Verstärkte Altersarbeit

Wer einen guten und sicheren Job hat, den stören Armutsmigranten nicht. Es schmeichelt vielmehr seinem Ego, Migranten großherzig willkommen zu heißen. Das kostet ihn auch nichts. Den Preis zahlen primär die weniger Glücklichen auf dem Arbeits- und Wohnungsmarkt. Für Arbeitgeber kann eine so entstehende „industrielle Reservearmee“, um Karl Marx zu zitieren, zum Drücken der Lohnforderungen endemischer Arbeitskräfte sogar ein regelrechtes Gottesgeschenk sein.

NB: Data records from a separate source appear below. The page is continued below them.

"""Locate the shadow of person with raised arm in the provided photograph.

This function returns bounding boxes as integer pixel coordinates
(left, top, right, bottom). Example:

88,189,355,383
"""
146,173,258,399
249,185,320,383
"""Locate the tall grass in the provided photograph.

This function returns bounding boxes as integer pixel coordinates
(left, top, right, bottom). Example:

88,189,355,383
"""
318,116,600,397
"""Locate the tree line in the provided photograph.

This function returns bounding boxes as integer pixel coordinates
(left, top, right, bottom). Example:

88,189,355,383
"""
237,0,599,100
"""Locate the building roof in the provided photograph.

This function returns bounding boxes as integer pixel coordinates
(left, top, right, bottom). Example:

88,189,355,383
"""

Vor diesem Hintergrund ist die Kritik von Sarah Wagenknecht (Die Linke) an der ungebremsten Einwanderung verständlich.

Die steigende Erwerbstätigenquote gerade älterer Deutscher ist jedenfalls ein Indiz dafür, dass es trotz des viel gerühmten Wohnstands in Deutschland für so manchen Bundesbürger wirtschaftlich knapp werden kann. So arbeiteten 2016 im Alter von 60 bis 64 Jahren nach Angaben von Destatis 55,7 Prozent aller Erwerbstätigen. Zehn Jahre früher waren es erst 29,8 Prozent. Im Alter zwischen 65 und 69 Jahren waren im Jahr 2016 noch 15,4 Prozent der Erwerbstätigen in Arbeit. Im Jahr 2006 waren es lediglich 6,6 Prozent. Gewiss kann Arbeit Freude machen, doch ein solcher Boom an Arbeitsfreude erscheint doch zweifelhaft.

1 Für ganz Unkundige der rheinischen Sprache „Mir geht es gut, ich habe eine Schaschlik-Bude“ (Schaschlik=Fleisch- und Speckspieß).